Removal of the implant and total capsulectomy remains the mainstay of therapy for BIA-ALCL and is curative in a majority of cases.[1,31] Consideration should be given to having a surgical oncologist present at the time of surgery, especially with extensive disease or need for lymph node surgery. Sentinel lymph node biopsy is not routinely recommended given the variable drainage patterns of the large breast implant capsule, but the removal of suspicious lymph nodes at the time of implant removal is recommended.[1,26,27,30] Removal of the contralateral breast implant at the time of surgery is not mandated by guidelines, but reports of occult contralateral BIA-ALCL in patients undergoing implant removal with preoperatively diagnosed lymphoma should be discussed with patients.[33] There are sparse studies evaluating the optimal timing of implant replacement following removal for BIA-ALCL. Early data suggest immediate replacement is safe and has some advantages over delayed replacement, but surgeons should choose smooth implants and treat every patient on a case-by-case basis.[33]

Adjuvant Therapy

For patients with BIA-ALCL confined to the capsule or implant and who complete surgical resection with no residual disease, adjuvant therapy is not currently recommended. For patients with evidence of lymphoma extending beyond the implant capsule or residual disease in the breast due to inability to completely resect the tumor, adjuvant therapy is indicated.[1,29,33] Adjuvant therapy decisions should be made in a multidisciplinary setting on a case-by-case basis, but in general radiation therapy (24–36 Gy) is advocated for residual local disease in patients without a history of prior chest wall radiation, and chemotherapy is advocated for patients with positive lymph nodes or evidence of spread to distant sites. The most common chemotherapeutic agents or regimens include brentuximab vedotin, a monoclonal antibody targeting CD30 with individual case reports demonstrating efficacy in BIA-ALCL, or chemotherapy combinations recommended for peripheral T-cell lymphomas such as cyclophosphamide, doxorubicin, vincristine, and prednisone or variations thereof.[26,34-36]

Follow-up

After primary management, National Comprehensive Cancer Network guidelines recommend surveillance for recurrence of BIA-ALCL for a minimum of 2 years with physical examination and, if indicated, CT chest/abdomen/pelvis or whole body PET/CT every 6 months, after which patients should resume routine breast cancer screening.[30] The development of recurrent clinical findings in the breast at any point should prompt referral back to their plastic surgeon, and warrants repeat diagnostic imaging.

Reporting

All cases of BIA-ALCL should be reported to the FDA through their MedWatch adverse events reporting program.
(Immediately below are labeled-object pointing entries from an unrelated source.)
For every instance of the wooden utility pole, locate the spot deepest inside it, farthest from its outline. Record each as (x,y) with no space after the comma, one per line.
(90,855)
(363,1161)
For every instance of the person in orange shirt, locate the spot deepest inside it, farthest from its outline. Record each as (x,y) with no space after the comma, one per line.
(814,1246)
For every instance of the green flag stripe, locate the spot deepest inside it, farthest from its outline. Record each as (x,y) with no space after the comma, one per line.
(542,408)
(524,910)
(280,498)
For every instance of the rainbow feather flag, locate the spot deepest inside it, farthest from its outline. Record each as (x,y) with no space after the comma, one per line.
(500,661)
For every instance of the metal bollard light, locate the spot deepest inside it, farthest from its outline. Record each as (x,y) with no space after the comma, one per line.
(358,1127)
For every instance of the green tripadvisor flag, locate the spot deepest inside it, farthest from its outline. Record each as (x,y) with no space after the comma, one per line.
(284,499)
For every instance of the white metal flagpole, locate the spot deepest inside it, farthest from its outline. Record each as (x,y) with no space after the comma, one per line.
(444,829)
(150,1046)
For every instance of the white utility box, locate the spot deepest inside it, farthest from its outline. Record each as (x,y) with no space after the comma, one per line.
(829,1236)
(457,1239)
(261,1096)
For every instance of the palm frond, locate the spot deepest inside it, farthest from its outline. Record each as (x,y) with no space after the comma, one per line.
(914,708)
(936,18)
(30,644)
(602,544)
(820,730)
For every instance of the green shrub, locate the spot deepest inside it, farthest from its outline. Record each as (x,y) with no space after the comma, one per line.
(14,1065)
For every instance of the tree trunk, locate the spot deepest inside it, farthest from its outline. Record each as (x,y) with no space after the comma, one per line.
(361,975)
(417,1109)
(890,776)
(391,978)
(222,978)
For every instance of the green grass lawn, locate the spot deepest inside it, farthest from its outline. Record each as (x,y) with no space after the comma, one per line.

In addition, the Plastic Surgery Foundation has set up a registry called Patient Registry and Outcomes For breast Implants and ALCL etiology and Epidemiology (PROFILE) that helps track and better understand the causes and treatments of BIA-ALCL.[19]

CONCLUSIONS

To the best of our knowledge, this is the first report of a patient with synchronous BIA-ALCL and IDC in the same breast. This case illustrates the importance of evaluating for additional malignancies in the breast when a diagnosis of BIA-ALCL is made; diagnostic mammogram at the time of workup of BIA-ALCL may be a useful adjunct to ultrasound and PET/CT to identify additional breast malignancies prior to surgery. Future studies may identify susceptibility factors and further elucidate the potential relationship between BIA-ALCL and IDC.

PIK3CA alteration in invasive ductal carcinoma. A, Lollipop plot and (B) Integrative Genomics Viewer depiction of PIK3CA p.G106_R108del variant in IDC. Lollipop plot was modified from cBioPortal.[3]